The kebaya, a traditional and iconic embroidered top, is worn by women throughout Southeast Asia but it is so strongly identified with Indonesia that it is officially recognized as one of the country’s national costume.
Which is why we were more than a little confused when we received a press release today from Singapore’s National Heritage Board (NHB) announcing that it was joining Brunei, Malaysia, and Thailand to nominate the kebaya to be included on UNESCO’s list of Intangible Cultural Heritage (ICH), with Indonesia being conspicuously absent from the list.
According to the NHB release: “The idea of the multinational nomination of kebaya was proposed and coordinated by Malaysia, and discussed as part of a series of working meetings amongst a number of countries in 2022. Brunei, Malaysia, Singapore and Thailand agreed to work together on this multinational nomination as kebaya represents and celebrates the region’s rich shared history, promotes cross-cultural understanding, and continues to be present and actively produced and worn by many communities across Southeast Asia.”

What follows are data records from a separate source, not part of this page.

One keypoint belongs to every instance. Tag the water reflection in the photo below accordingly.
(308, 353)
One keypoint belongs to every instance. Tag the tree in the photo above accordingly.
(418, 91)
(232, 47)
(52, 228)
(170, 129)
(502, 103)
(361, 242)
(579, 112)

What makes this apparently Indonesia-exclusionary kebaya alliance even more curious is that Indonesia currently has its own “Kebaya Goes to UNESCO” campaign aiming to get the traditional garment added to the ICH list.
ICH recognition is meant to ensure that important elements of humanity’s shared cultural heritage receive protection and awareness. Most items on UNESCO’s ICH list are attributed to a single country, such as Singapore’s Hawker Center culture, but multi-country ICH items are not uncommon.
The history of the kebaya can be traced back to the Middle East, with its name derived from the Arabic word “kaba” meaning clothing. But more historians believe the kebaya we think of today originated in the Majapahit Kingdom of Java in the 15th and 16th centuries as royal court wear. Although it has spread to many other parts of Southeast Asia, kebaya remains strongly associated with Indonesia and Javanese culture.
So is this Malaysia-Singapore-Brunei-Thailand UNESCO bid aimed at culturally appropriating credit for kebaya from Indonesia?
We can’t speak to their intent (though we have reached out to the National Heritage Board for comment), nor are we saying that no other countries should be allowed to claim kebaya as part of their cultural heritage. But excluding Indonesia seems odd at the least and outrageous at the worst. We can certainly remember the outrage Indonesians expressed when Adidas claimed Wayang Kulit is Malaysian and when Miss Malaysia World 2020 claimed batik was Malaysian.